3 of 287 comments (clear)

  1. DoS sucks by El+Volio · · Score: 5, Insightful

    Having been on of the admins for a pretty large website (top 50 according to Media Metrix), I can definitely state that DoS attacks are a royal pain. Sure, you can throw infrastructure at a problem and alleviate it, but you can't defeat it -- and they just keep coming. It's the type of attack I've never understood: it doesn't gain the attacker anything (unlike rooting a box), it's nothing but being a hoodlum.

    --

    "You can never have too many elephants on your team."

  2. EGRESS FILTERS are STILL not implemented by ISPs by Medievalist · · Score: 5, Insightful

    /.
    Best Current Practice recommends egress filtering for all networks. Are yours in place?

    The big problem with DOS and DDOS is the untraceability provided by networks who do not prevent address spoofing with egress filters. If traffic is traceable, criminals get caught.

    Before anyone's knee jerks, let me point out:

    1) this is not a performance issue. Routing hardware and software (LRP for example) is widely and cheaply (compared to line costs) available that can implement egress filtering without any noticeable effect on line speed. Face it, processors are faster than telecommunications.

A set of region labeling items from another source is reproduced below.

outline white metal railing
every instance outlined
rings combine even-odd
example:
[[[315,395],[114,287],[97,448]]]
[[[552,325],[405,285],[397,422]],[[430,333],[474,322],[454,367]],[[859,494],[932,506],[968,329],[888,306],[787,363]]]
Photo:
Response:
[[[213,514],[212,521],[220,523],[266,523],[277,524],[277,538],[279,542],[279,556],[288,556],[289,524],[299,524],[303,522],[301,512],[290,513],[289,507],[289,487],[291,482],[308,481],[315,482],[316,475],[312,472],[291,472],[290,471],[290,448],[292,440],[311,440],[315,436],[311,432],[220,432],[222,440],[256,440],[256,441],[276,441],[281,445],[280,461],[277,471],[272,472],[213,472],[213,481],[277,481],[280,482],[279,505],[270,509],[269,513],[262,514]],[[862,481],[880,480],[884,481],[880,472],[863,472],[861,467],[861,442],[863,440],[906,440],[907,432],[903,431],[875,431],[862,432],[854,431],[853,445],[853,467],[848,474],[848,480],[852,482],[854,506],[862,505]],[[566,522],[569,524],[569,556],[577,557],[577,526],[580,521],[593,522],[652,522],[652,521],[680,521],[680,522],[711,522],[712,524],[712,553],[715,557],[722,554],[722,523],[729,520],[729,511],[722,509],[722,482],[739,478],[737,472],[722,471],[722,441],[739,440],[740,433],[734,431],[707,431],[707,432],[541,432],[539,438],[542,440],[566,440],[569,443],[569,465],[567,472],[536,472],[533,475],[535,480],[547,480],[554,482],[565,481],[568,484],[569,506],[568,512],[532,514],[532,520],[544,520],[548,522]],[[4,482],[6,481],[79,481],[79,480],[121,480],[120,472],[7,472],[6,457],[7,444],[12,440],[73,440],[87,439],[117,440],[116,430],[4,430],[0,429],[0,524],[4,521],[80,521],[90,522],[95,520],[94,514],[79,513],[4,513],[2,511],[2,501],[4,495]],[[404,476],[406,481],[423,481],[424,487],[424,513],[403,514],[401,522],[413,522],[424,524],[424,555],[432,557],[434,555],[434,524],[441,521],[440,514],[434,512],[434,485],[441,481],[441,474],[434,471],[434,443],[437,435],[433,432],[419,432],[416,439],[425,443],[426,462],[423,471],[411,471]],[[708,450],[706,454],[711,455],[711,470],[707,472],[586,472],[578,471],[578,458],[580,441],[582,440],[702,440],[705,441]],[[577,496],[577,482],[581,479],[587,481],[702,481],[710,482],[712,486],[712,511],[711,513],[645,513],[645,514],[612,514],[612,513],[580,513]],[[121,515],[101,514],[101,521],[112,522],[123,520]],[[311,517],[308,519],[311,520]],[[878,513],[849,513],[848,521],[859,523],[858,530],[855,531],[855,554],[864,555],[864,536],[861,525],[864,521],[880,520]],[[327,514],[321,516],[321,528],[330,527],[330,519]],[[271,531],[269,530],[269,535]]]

    2) Egress filters do not improve a repressive regime's ability to finger political dissidents.

    3) Egress filters are unlikely to impact privacy - unless what you are trying to keep private is destructive activity. Post a real example if you disagree.

    4) I know it's not a cure-all. It's a necessary first step, though.

    While Congress milks the entertainment industry for campaign funds in exchange for "digital rights management" facism, they ought to be mandating specific monetary penalties for businesses that do not implement egress filters, and for ISPs that do nothing about hundreds of Code-Red infected nodes on their cable farms. I shouldn't have to pay Comcast if my bandwidth is being principally used by criminals to fill my firewall logs.

    I post this every time the subject comes up; next time I'll just make a flippin' link to the BCP RFCs. I'm sure you'll all be relieved.

    --Charlie

  3. Re:Wait until.. by Liquor · · Score: 5, Insightful
    The Kazaa and Gnutella networks are protocols.
    No, they are many computers running programs that implement protocols.
    Protocols can't catch viruses.
    True. Unfortunately, the Kazaa program installs more than one protocol handler - one is the file sharing protocol itself, and another is a 'distributed computing' facility that allows (theoretically only the Kazaa servers, but...) remote control of the machine. Compromising this functionality would allow distributing malware through the entire network.
    Now if you're talkinga 'bout attacking specific flaws in Kazaa client software, or Gnutella software, then so be it - but that's not the network!
    Well, if you infect all the machines that make up a network using a flaw in the code that creates that network, I'd have to say that the network is infected. And if there is an attack that works on any client, then the first machine compromised already knows the addresses of more machines... worm code that uses the network topology (which is NOT the protocol) could then propagate to the entire network - potentially millions of machines, dwarfing the scale of even the 'code red' worm.

    And if that's not effectively spreading through the network, I don't know what would be.
    Moderate this fool back to 1.
    The parent of your post is not the fool - but you definitely failed to understand the post.

    --

    Liquor
    Sanity is a highly overrated commodity.